Y’all don’t know this yet, but I love spreadsheets. I’m going to spend many articles talking about this, so I am starting with a few basics. I started using spreadsheets when I was a young child and have created some masterpieces over the years. My brother and I even invented a game that involved at least 10 sheets that all worked together. I was 12.
What are Spreadsheets?
Firstly, spreadsheets are a way to store information in rows and columns where you can reference rows and columns based on their position. That’s super technical. Basically, they’re a gift to mankind. They’re a table where you can use math and other types of functions. Instead of duplicating your work all the time, you can reference the individual cells or copy and paste. There’s a reason these have lasted so long; they excel-lent.
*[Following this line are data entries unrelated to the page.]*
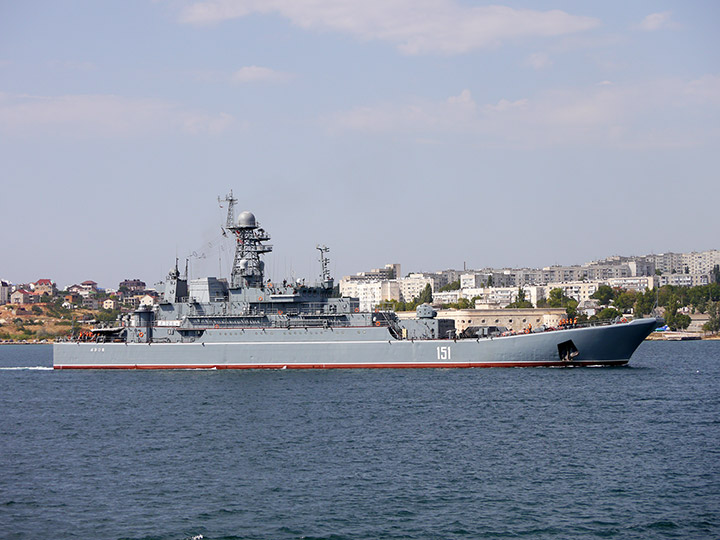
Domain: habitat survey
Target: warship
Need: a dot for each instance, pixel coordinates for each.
(250, 322)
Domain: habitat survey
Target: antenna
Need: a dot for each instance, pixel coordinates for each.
(325, 275)
(230, 221)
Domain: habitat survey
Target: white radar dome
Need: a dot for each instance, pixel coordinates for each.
(246, 220)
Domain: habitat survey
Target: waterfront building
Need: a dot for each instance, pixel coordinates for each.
(4, 292)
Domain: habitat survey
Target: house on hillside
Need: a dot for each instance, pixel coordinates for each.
(132, 285)
(91, 303)
(45, 287)
(21, 296)
(4, 292)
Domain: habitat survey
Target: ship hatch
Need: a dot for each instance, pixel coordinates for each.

What Can You Do With Them?
What can’t you do with them? For real though. I use them in business and in my personal life. Just a few of the active sheets I have going on right now:
- Statistics on my sales funnel.
- Performance metrics on all aspects of my marketing, including blog posts, social media, and website traffic.
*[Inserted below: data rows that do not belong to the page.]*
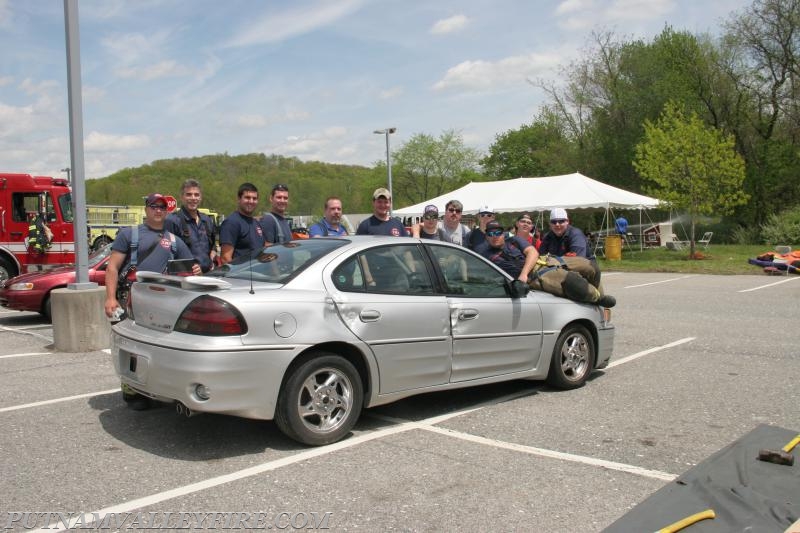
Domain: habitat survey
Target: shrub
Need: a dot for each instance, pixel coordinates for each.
(782, 228)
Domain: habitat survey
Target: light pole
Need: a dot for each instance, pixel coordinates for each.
(387, 132)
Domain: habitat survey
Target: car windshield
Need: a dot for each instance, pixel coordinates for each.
(278, 263)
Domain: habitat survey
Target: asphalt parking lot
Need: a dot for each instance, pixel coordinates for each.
(699, 361)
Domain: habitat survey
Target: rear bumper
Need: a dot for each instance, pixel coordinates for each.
(242, 382)
(605, 345)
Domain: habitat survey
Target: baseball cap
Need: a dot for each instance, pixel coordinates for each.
(493, 225)
(430, 210)
(155, 198)
(381, 192)
(559, 213)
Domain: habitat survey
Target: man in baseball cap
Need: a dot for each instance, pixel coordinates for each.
(564, 239)
(381, 221)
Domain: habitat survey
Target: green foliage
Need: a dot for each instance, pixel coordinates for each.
(782, 228)
(691, 166)
(220, 175)
(425, 167)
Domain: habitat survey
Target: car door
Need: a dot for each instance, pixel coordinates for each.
(492, 333)
(405, 323)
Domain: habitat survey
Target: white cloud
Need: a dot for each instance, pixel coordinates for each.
(162, 69)
(486, 75)
(301, 19)
(388, 94)
(5, 14)
(316, 146)
(106, 142)
(450, 25)
(586, 14)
- My training plan for my marathons and ultramarathons.
- Gift ideas for my friends and family.
- Planning out newsletter and content marketing calendar for 2021-2022.
- Lists of blog ideas.
- Exercise competition with my friends.
There are hundreds more. I put everything I can into a spreadsheet. It’s a format that works well for everything, and one I’m incredibly familiar with. In fact, my wife planned out our entire family Christmas vacation using a spreadsheet. It included gift ideas, meal planning, schedule of events, Christmas card mailing list, and a ton more.
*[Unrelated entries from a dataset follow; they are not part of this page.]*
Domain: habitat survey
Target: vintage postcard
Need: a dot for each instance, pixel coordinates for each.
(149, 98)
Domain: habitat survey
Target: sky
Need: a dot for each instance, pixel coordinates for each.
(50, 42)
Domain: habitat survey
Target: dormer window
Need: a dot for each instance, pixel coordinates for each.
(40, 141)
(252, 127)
Even though they can be used for a wide variety of things, spreadsheets are most useful when there is math, sorting, or comparison that needs to happen. They can use a series of built-in functions to help you get the information you need.
Common Functions
We’ll dive into some of the more interesting functions on later articles. First, we need to cover some of the basic ones. I use both Excel and Google Sheets fairly interchangeably, but you should know there are some differences in the functions. None of the functions I’m listing are different between the programs. On later articles, where there is a difference, I’ll make note of that.
The =
The equal sign is the start to every function. If you type anything else first, it will think it is a string or a number. If you start with the ‘=’, these programs know that you’re starting a function.
=sum()
The sum function adds up all the items listed in a range or listed individually in your formula. I prefer to use this exclusively when I’m totally a range, because you can sum things individually by using =A1+A2+A3 instead of using the sum function.
=if()
I find that mastery of the if function gives you a lot more functionality to work with. The cell is filled in based on your input. Look at the above example. In cell B1, it reads ‘=IF(A1=10,”Good Work”,”Bad Job”)’. What you see is “Good Work” because the cell processed the if statement first and A1 did equal 10. If A1 didn’t equal 10, we would read “Bad Job” instead of “Good Work”.
=isblank()
I like to use “isblank” a lot working with incomplete data. Often I’ll be running a formula that will have an error if one of the cells is blank, so before I run the formula, I use an if statement and use isblank to process whether or not the formula gets run. For example “=if(isblank(A1),0,B1/A1)” If that formula ran while A1 is blank, you’d get an error because you cannot divide by zero. This is a good way to prevent that error.
The $
One very important piece of the spreadsheet puzzle is the dollar sign. When you use the dollar sign in a cell reference, you’re telling the program to not change the character immediately following that dollar sign. This is handy because if you copy and paste a formula, the program will adjust all the cell references in proportion to where you pasted.
Taking our above example again, when we copied and pasted the formula, A1 got changed to A2. This is a feature of how these work. Now, if we didn’t want A1 to change, we would have referred to it as $A$1. In that case, neither the A, nor the 1 would have changed. Sometimes, we want just one of the things to change. We could have used A$1 instead and the A would change if we copied and pasted, but not the 1.
Conclusion
If you master all these, you’re well on your way to becoming a spreadsheet guru. Knowing how to use spreadsheets and how to use them well will make you a more efficient business owner. You obviously don’t have to go as overboard as I do, but they certainly make some aspects of business easier. You love them now right?
With what you’ve learned, what are you going to start using spreadsheets for?